When he straightened, Lorelei vaulted into his arms.
He lowered his head, taking in her scent. Dreams didn’t smell, and if he could smell her she must be real.
“I thought you were in Specter Canyon.” His voice sounded strange to him, as if he had swallowed sand.
“I wanted to, but Jay wouldn’t let me. I was so worried for you.”
He crushed her to him. “I’m never letting you go again.”
And he meant it. He wasn’t going to fight it anymore. It was too late to escape.
***
Braddock watched Lorelei wipe Langston’s blood off her hands with the hem of her tattered brown skirt. He wanted to look away, but he wouldn’t let himself.
Jay laughed, and Braddock tore his gaze away long enough to see Corey stuff a whole biscuit in his mouth. How could he eat? Braddock’s stomach had knotted itself up, but then again, Corey didn’t almost kill a man with his bare hands.
Braddock returned his gaze to Langston. He leaned his head back, his face obscured by a wadded bandanna. Lorelei touched the back of his head and said something in a voice too low for him to hear.
“Lorelei, get over here,” Braddock said too harshly.
Langston removed the blood-soaked bandanna from his face and glared. “You better do what he says. I don’t want you getting hurt.”
She laughed.
“Now,” he said, cutting her off. He turned and walked away before she had time to argue. He needed to keep her from talking to Langston.
He stopped several yards away. A stunted pinyon bent over by the wind provided a place where they could speak privately. The gnarled tree reached no taller than his chin but would block Lorelei from Langston’s view. If he thought she had something to fear from him, the more the better.
She caught up a few steps behind him. “You’re angry.”
He was sloshing through a dozen different emotions—relief to find her safe, disgust with his actions, fear of serious jail time—but curiously, anger wasn’t present.
“I was sick when I found out what Corey did. I would have given my own life to save yours.”
He gripped her shoulders and shook her. “Don’t ever say that again.”
Her eyes widened in shock. Tears blurred their shiny blue luster. “Please understand. Corey’s my brother, but I wouldn’t have let him lie to you. You believe that, don’t you?”
He loosened his pinching grip and urged her more directly behind the hunched tree. Langston was watching their exchange with keen interest.
“I almost killed him, you know.”
She jerked out of his grasp. “Corey?”
“No. Langston.” He watched her cheeks redden, and she studied the ground instead of him. That her first thought was for her brother no longer surprised him. She could no more stop loving and protecting him than she could change the color of her eyes.
“You have every right to want to see him punished.” She sighed. “I do understand.”
He lifted her chin. “Lorelei, I’m in as much trouble as Corey right now. More. I almost killed a deputy marshal.”
She shook her head.
“Yes. I was crazy with worry for you. I had to find you even if that meant killing Langston.”
She touched his arm. “But you stopped.”
“Because you showed up.”
She briefly pressed her palm against her eyes as if trying to make the trouble they were in vanish. “What happened? Did you meet up with Archie?”
“I made it to Specter Canyon.” He stopped himself. He couldn’t tell her about the gold or anything else that had happened up there. The less she knew the safer she’d be. “Did Archie take off with Corey?”
She shook her head and clasped her hands together in a worried fist. “He went looking for you to keep me from going into the canyon. He should have been back by now.”

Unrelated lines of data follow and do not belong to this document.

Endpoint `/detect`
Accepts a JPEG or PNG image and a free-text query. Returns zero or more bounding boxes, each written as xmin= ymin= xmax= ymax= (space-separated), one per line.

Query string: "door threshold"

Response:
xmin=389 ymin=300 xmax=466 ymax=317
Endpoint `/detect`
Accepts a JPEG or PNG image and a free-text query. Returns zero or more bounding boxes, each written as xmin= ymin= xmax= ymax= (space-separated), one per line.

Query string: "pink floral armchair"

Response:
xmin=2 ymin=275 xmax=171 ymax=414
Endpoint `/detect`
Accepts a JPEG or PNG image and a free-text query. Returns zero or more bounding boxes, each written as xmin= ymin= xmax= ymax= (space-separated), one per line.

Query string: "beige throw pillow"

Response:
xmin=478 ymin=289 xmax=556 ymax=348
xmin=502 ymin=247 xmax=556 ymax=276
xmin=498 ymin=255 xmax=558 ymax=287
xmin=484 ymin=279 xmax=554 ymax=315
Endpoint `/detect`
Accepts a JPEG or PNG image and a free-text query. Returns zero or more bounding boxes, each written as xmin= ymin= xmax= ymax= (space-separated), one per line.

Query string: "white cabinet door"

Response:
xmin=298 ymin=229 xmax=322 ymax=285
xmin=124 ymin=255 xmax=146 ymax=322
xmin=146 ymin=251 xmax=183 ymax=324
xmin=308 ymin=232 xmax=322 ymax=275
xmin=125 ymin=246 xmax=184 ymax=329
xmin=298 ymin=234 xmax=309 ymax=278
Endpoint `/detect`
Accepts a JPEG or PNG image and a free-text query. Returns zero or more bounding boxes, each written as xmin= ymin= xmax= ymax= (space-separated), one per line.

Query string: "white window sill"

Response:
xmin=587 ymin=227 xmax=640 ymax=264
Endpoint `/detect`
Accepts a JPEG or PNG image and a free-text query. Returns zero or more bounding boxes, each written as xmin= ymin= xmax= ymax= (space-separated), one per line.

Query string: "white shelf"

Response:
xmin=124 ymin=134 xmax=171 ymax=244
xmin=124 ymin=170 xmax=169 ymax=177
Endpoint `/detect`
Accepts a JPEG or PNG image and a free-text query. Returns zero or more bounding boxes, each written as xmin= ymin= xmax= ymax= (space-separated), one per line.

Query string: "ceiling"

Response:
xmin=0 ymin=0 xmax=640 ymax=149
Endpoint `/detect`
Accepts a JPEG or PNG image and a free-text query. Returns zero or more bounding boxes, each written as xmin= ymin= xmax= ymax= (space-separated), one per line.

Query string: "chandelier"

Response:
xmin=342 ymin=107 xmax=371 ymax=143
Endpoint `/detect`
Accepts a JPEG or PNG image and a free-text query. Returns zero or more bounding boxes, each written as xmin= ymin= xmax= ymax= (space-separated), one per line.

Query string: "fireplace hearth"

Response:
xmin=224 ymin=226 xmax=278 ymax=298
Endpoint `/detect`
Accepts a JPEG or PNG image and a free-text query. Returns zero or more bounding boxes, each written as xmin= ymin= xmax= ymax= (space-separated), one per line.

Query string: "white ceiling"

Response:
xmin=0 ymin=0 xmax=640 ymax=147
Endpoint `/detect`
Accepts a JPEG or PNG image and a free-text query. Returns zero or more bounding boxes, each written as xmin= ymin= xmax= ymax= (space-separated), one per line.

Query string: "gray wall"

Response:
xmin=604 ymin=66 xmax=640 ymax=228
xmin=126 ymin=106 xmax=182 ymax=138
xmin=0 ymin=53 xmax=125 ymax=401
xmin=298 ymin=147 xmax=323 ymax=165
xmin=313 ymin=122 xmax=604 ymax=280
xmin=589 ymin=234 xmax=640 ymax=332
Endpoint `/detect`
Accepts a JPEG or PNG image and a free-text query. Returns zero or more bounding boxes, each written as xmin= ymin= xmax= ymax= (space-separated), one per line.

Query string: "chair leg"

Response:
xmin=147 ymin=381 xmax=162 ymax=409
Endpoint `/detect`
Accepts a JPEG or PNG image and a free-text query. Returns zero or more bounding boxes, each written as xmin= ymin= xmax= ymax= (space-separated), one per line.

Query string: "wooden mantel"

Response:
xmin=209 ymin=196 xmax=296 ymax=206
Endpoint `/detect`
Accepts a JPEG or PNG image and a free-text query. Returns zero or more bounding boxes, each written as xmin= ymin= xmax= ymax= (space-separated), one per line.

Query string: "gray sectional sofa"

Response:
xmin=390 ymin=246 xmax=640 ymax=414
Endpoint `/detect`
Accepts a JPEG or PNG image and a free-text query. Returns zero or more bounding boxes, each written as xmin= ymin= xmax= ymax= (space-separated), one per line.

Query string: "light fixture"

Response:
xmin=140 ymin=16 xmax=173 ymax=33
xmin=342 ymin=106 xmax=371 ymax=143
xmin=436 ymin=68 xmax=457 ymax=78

He gripped her shoulders to calm her down. The furrowing of her brow warned that she was concocting another rescue scheme. “Archie can take care of himself,” he said.
In fact, Braddock suspected Archie got one whiff of booze and went back to leading the life he had led before they found him, but that was just one more fact he’d have to keep from Lorelei. If Braddock had his way—and he planned to—she’d saved her last wounded dog.
“Langston’s our biggest problem right now. When I found out that Corey tricked me I came looking for him, but I didn’t expect Langston to have found him first. His nose is probably broken, and he’s not going to forget how it happened.”
“Now you’re in even more trouble because of us. What are we going to do?”
Braddock let his breath out. If he only knew. He slid his hands down Lorelei’s arms. They were too thin. He stopped at her hands, then turned her palms up as if he could read their future there.